Home Brew

A tip sheet for the casual enthusiast from a friendly neighborhood barista

Now that you have lasted great coffee, you will naturally wonder how to make this stuff at home. While your local coffee bar will probably make a better cup (all that training and expensive equipment isn’t just for show), you can be making really good coffee at home in no time by following these tips:

Always buy fresh-roasted coffee. It’s more flavorful when it’s fresh, so buy only what you can use within two weeks.

Never buy coffee that doesn’t have a roast date printed on the bag. Without one, how do you know that the coffee isn’t three years old? You don’t.

Store your coffee somewhere dry. Not the fridge. Contrary to what many think, the fridge doesn’t extend coffee’s shelf life.

Origin can hint at flavor. African coffees are usually sweeter and have more citrus notes. Central American coffees tend to be more balanced and round. South American coffees tend to be chocolaty, and Indonesian coffees tend to be dark and spicy.

Grind just before you brew. When you grind coffee you release flavor chemicals that on~ stick around for about 15 minutes. Grinding immediately before you brew will make a huge difference in taste.

Use the right amount of coffee. We use the industry-standard 55 grams of ground coffee for every one liter of water. Measuring the amounts ensures consistency.

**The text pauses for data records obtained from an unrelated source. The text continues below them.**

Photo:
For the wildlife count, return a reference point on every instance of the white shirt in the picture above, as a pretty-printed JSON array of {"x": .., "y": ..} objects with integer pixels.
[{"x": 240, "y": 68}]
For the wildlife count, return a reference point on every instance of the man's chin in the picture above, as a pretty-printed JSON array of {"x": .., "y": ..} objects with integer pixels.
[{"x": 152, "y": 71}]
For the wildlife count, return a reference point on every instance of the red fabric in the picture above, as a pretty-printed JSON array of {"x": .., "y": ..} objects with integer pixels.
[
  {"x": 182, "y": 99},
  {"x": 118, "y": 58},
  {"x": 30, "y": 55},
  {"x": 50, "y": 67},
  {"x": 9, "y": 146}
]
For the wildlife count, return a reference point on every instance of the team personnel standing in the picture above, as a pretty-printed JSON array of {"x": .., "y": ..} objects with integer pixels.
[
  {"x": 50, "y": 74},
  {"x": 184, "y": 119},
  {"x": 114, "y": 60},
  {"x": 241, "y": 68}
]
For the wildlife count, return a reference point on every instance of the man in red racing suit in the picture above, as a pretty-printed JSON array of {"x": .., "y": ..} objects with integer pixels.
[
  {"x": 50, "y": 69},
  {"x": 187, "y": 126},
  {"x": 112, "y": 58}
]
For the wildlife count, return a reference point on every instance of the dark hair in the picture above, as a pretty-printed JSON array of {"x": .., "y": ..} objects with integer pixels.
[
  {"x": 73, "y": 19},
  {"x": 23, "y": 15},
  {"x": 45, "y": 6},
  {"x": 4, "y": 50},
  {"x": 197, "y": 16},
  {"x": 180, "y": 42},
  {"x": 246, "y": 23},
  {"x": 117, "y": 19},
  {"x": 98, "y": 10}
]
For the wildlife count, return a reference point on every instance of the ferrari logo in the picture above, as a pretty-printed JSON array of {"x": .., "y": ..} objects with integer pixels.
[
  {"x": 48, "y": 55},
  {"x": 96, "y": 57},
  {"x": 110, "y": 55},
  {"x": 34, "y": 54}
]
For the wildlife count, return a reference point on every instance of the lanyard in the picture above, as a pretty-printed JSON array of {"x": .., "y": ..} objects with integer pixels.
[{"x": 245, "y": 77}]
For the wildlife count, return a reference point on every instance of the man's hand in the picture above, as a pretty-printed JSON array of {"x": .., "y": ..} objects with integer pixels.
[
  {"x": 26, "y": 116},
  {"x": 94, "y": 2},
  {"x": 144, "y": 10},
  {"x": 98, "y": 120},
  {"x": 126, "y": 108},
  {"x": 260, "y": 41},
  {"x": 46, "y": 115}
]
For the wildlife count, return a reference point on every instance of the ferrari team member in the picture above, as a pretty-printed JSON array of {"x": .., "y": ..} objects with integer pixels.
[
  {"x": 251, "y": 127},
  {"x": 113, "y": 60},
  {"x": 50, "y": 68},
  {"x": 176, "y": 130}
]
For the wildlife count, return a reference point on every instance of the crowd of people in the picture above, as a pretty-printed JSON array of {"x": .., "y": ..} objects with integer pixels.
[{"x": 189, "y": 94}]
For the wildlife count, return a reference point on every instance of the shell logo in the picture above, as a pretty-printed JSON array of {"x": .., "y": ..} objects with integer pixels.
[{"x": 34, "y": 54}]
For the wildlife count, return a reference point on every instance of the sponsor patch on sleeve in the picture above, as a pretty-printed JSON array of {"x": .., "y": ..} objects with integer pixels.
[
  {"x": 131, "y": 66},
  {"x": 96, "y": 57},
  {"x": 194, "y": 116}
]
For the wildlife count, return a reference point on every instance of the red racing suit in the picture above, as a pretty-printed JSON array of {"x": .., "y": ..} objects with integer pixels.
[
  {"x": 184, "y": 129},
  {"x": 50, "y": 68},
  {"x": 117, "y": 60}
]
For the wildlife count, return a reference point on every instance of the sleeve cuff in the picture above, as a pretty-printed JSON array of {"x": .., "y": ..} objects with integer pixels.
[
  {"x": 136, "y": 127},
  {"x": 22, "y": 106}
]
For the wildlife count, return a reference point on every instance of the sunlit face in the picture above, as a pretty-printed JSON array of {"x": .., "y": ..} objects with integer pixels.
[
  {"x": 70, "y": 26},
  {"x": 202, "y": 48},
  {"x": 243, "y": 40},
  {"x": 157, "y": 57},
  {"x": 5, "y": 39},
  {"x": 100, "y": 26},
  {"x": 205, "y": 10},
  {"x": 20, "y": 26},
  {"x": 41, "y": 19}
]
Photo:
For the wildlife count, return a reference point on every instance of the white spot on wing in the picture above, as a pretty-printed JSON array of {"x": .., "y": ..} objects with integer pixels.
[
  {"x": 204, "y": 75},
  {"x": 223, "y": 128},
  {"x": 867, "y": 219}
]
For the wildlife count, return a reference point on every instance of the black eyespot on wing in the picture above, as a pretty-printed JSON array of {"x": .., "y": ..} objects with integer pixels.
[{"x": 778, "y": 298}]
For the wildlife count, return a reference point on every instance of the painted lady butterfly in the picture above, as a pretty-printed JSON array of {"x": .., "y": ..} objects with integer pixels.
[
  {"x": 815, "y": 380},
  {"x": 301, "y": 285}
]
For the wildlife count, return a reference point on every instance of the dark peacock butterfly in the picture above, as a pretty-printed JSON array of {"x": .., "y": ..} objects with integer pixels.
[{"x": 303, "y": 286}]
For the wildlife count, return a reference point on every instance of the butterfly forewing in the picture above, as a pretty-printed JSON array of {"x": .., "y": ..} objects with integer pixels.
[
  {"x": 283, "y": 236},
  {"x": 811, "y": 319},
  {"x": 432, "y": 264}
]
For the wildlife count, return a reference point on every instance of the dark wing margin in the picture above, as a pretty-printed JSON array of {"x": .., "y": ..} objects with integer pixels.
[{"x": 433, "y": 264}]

Grind size matters, and the right grind size depends on how you’re brewing. Most home brewing methods need a medium, or “drip,” grind. French presses should be ground coarse and espresso extra fine. Also, if your coffee is overly bitter, try a coarser grind, or a finer grind if it’s too weak.

Just off the boil. While you probably won’t be able to perfectly control the temperature of your brewing water, coffee tastes the best when brewed with water between 195° and 205°.